Há dia em que a cama não deveria se desgrudar das costas, ou vice-versa, mas quando o dia amanhece péssimo, tudo pode! Nem que se transforme em arrependimento. Há dia em que o ato de levantar devia ser abolido; e todas as possíveis faltas, graves, médias ou grandes que a omissão viesse a produzir, ser isenta de culpabilidade; e nunca ter contra si um dedo apontado. Nem sequer pequena ruga de desaprovação. Porque nesse dia o espelho, a revelar a péssima expressão de desânimo, será o inimigo número um. O dois, o três, o quatro…
Incomodarão a luz, o barulho do trânsito, as obrigações familiares, o tratar do cão, do gato, do papagaio, do peixinho, a escola dos filhos – especialmente seus boletins, a bronca do patrão como garantia do não aumento de ordenado, o sorriso enviesado do gerente de banco pelo saldo a descoberto, os arranhões na lataria do carro, a indisposição com a multa do vigia de vagas, a chateação com o suco entornado, o apuro da ida ao banheiro ao descobrir que não há papel suficiente e que não há ninguém à porta, ao imediato socorro, e de tudo mais que fazem do dia péssimo um dia detestável, abominável, aborrecível e todos os adjetivos que lhe deem. Falo com convicção.
Teria um dia assim nesta segunda, mas, lá pelas seis, quando me preparava para reclamar, senti sobre meu rosto uma mão macia a perambular. Cheirosa também, com os dedos pontilhando de leve, muito de leve, pontos na face, atrás da orelha, abaixo do queixo e até nos lábios.
Delícia. A bem dizer, passeava fagueira para que meu despertar acendesse luzes no cérebro entorpecido. E me fizesse lúcido.
Depois da mão, acompanhou-a um braço também de leveza e suavidade que se estendeu num abraço que, por si, aproximou um corpo também morno e macio.
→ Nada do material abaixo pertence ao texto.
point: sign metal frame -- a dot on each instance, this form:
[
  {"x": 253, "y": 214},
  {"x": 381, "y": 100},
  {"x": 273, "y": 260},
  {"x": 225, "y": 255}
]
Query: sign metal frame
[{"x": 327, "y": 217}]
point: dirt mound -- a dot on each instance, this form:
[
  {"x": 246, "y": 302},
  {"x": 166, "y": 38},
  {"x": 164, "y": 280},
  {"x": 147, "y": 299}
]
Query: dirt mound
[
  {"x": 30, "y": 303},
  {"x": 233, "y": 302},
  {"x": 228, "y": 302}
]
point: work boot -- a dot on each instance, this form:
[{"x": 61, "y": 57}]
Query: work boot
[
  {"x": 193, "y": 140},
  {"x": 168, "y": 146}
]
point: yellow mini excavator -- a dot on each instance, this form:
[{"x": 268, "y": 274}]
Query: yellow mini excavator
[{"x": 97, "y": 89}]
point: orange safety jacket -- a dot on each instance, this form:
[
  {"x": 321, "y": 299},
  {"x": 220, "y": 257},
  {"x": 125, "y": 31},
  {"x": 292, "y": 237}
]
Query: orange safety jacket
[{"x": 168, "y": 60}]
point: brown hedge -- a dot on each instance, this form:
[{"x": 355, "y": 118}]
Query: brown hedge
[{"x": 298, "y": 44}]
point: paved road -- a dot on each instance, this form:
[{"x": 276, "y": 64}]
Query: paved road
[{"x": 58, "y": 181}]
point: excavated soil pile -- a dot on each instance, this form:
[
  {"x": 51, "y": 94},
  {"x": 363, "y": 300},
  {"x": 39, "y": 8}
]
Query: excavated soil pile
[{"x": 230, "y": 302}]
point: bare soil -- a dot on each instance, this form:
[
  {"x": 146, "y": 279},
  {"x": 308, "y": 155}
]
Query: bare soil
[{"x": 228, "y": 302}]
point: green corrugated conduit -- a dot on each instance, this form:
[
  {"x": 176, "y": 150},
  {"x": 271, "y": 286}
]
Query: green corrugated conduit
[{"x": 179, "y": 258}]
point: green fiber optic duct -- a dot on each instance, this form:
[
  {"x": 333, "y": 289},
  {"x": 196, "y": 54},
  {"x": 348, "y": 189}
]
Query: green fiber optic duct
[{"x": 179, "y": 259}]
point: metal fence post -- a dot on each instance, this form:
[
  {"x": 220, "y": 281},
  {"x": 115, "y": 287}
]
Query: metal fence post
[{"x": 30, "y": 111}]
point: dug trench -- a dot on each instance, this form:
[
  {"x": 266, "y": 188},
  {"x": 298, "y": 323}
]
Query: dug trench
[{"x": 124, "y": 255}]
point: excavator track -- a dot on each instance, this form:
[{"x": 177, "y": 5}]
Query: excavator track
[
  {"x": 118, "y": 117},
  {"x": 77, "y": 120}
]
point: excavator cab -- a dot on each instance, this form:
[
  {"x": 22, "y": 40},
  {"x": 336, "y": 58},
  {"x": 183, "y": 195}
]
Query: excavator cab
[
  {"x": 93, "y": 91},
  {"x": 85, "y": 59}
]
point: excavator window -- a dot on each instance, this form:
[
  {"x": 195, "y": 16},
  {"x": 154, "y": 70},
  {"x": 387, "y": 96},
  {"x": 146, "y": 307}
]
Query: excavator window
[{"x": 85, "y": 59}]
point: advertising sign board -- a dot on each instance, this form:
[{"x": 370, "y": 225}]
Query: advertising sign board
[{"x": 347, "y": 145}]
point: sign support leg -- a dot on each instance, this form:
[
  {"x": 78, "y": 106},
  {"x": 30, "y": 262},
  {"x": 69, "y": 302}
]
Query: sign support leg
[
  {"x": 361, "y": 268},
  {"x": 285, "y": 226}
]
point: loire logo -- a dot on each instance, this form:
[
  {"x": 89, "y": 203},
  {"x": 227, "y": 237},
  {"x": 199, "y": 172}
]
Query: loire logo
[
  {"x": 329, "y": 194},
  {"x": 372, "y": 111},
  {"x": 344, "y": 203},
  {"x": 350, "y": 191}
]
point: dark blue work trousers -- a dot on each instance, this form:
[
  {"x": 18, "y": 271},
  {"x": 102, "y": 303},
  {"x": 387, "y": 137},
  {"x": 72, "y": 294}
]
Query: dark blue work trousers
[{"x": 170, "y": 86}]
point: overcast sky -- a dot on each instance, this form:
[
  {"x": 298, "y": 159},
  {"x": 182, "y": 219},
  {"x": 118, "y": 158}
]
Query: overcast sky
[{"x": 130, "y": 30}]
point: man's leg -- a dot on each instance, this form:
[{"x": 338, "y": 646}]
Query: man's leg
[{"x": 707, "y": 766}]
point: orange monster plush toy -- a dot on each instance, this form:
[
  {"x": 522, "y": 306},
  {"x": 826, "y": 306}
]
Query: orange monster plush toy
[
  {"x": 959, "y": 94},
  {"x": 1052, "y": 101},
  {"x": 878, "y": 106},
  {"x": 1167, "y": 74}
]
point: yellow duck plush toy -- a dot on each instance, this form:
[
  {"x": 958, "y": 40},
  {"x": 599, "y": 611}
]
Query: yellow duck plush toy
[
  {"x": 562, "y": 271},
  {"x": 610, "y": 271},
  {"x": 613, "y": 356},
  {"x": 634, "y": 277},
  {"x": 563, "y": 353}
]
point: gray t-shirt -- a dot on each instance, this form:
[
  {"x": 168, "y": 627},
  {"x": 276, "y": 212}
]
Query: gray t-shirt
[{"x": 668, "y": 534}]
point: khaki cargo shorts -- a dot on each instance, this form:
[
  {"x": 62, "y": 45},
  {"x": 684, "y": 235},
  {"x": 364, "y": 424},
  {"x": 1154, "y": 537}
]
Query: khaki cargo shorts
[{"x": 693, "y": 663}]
E perfumado, solto num roupão de seda escorregadia, que faz que esconde sem esconder o que guarnece.
E dessa forma e nessas condições, convenhamos, não há mau humor que resista, nem cara feia que aguente, nem ranço da noite mal dormida; nem qualquer ruindade que amargue a mais doce rapadura, ou azede o já azedo limão, porque o acordar nessas condições, com mão, braço e corpo, macios e perfumados, saboreando a maciez da manhã, faz com que se coloque nos lábios o formato do sorriso, e no sorriso o formato do amor e, entre os formatos, prevaleça a vontade de amar, e que essa se ilumine com os primeiros raios de sol.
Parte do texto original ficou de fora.